Member of the Canadian Parliament for Champlain
- In office 1984–1993
- Preceded by: Michel Veillette
- Succeeded by: Réjean Lefebvre

Personal details
- Born: 4 May 1956 (age 70) St-Sévérin de Proulxville, Quebec
- Party: Progressive Conservative

= Michel Champagne =

Canadian politician (born 1956)

Michel Champagne (born 4 May 1956) was a member of the House of Commons of Canada. He was a businessman, political scientist and teacher by career.

==Early political experience==

Champagne was the mayor of Saint-Séverin-de-Proulxville from 1981 to his election for the progressive-conservative in 1984.

==Member of the House of Commons==

Champagne was among moderate supporters of the Quebec sovereignty movement, who gave a chance to the beau risque approach in the aftermath of the 1980 Quebec Referendum.

He successfully ran as a Progressive Conservative candidate in the Quebec riding of Champlain in the 1984 and was re-elected in 1988. Champagne was a member in the 33rd and 34th Canadian Parliaments.

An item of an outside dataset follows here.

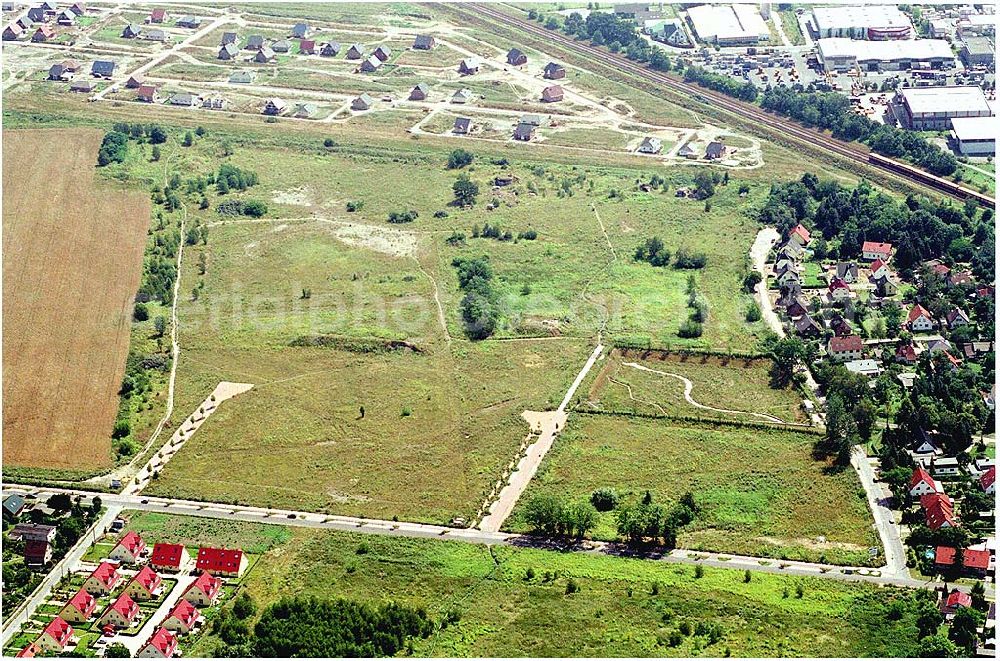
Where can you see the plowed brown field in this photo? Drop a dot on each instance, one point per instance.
(72, 260)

Champagne lost his bid for re-election in 1993, against Bloc Québécois candidate Réjean Lefebvre.

==Provincial politics==

Champagne ran for the Parti Québécois (PQ) nomination for the 2001 by-election in the district of Laviolette, with the backing of influential party insider and Cabinet Member Gilles Baril. However, local PQ card-carrying supporters chose Yves Demers over him. Demers eventually lost the election against Liberal Julie Boulet.

== Return to municipal politics ==

Michel Champagne ran again for the mayorship of Saint-Séverin in 2009 and he was re-elected without opposition during the municipal election. He became the mayor again 25 years after he left this position to enter federal politics.

==Honors==

Champagne served as President of the Festival Western de Saint-Tite in 1996 and he was the General Manager in 1997.